I believe that we are moved by larger forces,that there is a plan for us and for the world. But history? History is details; history is coincidence. And how far back should one go in telling the story of one's life? What detail--what moment of chance--is the starting point? It was 1917, a Friday night in a Chicago saloon, and a stockyard worker named Big John was getting drunk. I had been born eight months before, but this is when my life began.
The saloon was my father's. A Polish immigrant, he was still a young man, just thirty-four, though already a widower and a father to five. He stood behind the long wooden counter watching the Friday night crowd of men, their pockets fat with cash, for Friday was payday at the stockyards. They were Irish, Polish, Italian, Slav. Some barely spoke English, or if they did, they spoke it haltingly, their accents thick as buttermilk. America, to many of them, was still a new place.

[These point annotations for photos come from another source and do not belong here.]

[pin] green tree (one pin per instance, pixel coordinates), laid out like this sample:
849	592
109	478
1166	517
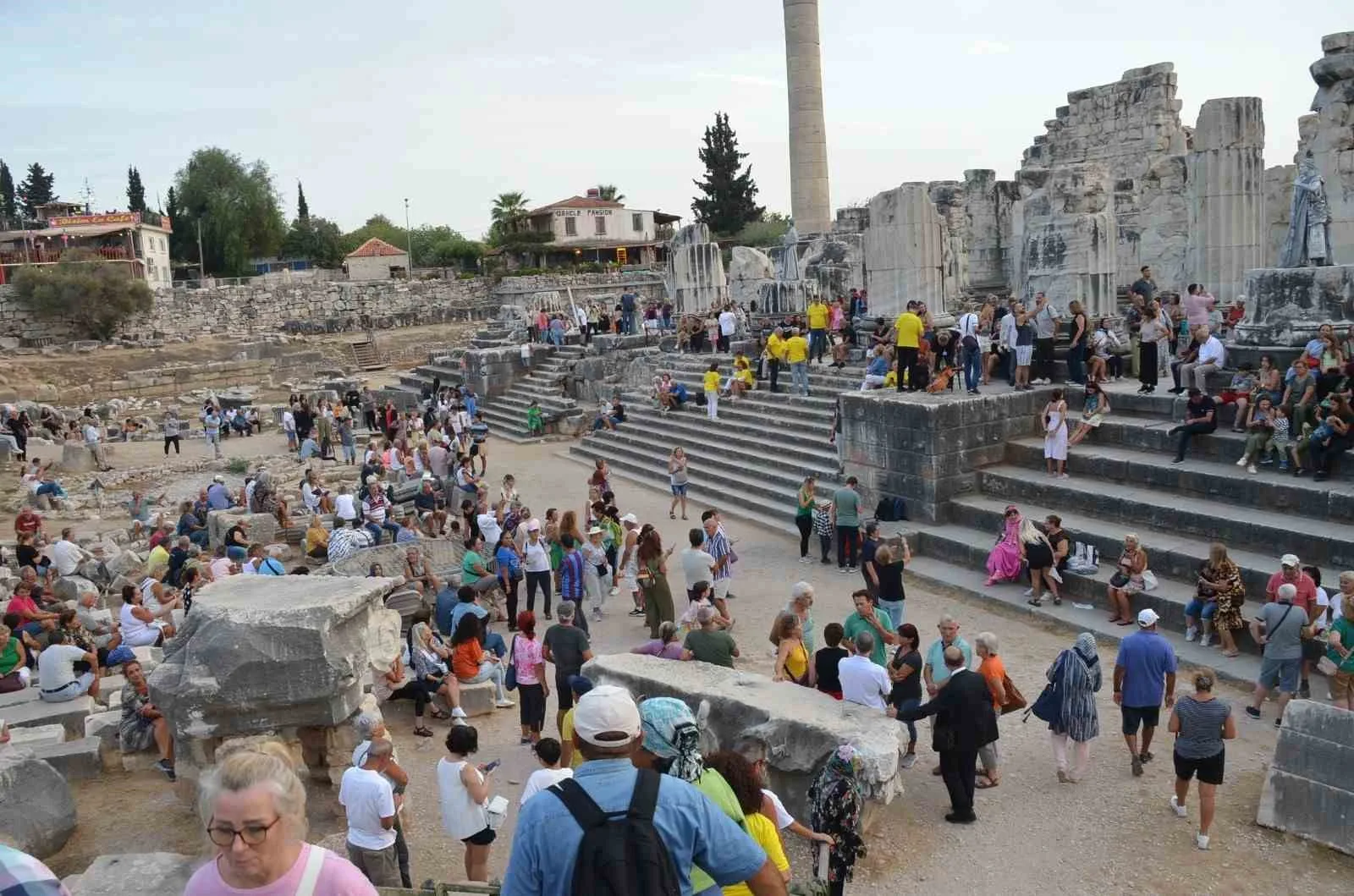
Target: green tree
94	297
8	207
729	199
237	207
36	190
135	191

It was summer, and though I do not know it for certain, I imagine it was hot, sweltering. Big John sat at the stool at the end of the bar. He was loud and liked to tell jokes, and he bought drinks for all his friends: a good customer. But he often drank his pockets dry, and the night before, as my father had closed up the bar, Big John's young wife had come in, pulling three young children behind her.
"Look at them," she had said to my father. There were two boys and a girl; they were tiny and wearing pajamas. "He's taking food out of their mouths. He drinks until there's nothing left." She looked at my father pleadingly, tears swimming in her eyes. All traces of youth were nearly gone from her face, erased like chalk from a blackboard by the hardness of her life. "All our money is yours," she said softly.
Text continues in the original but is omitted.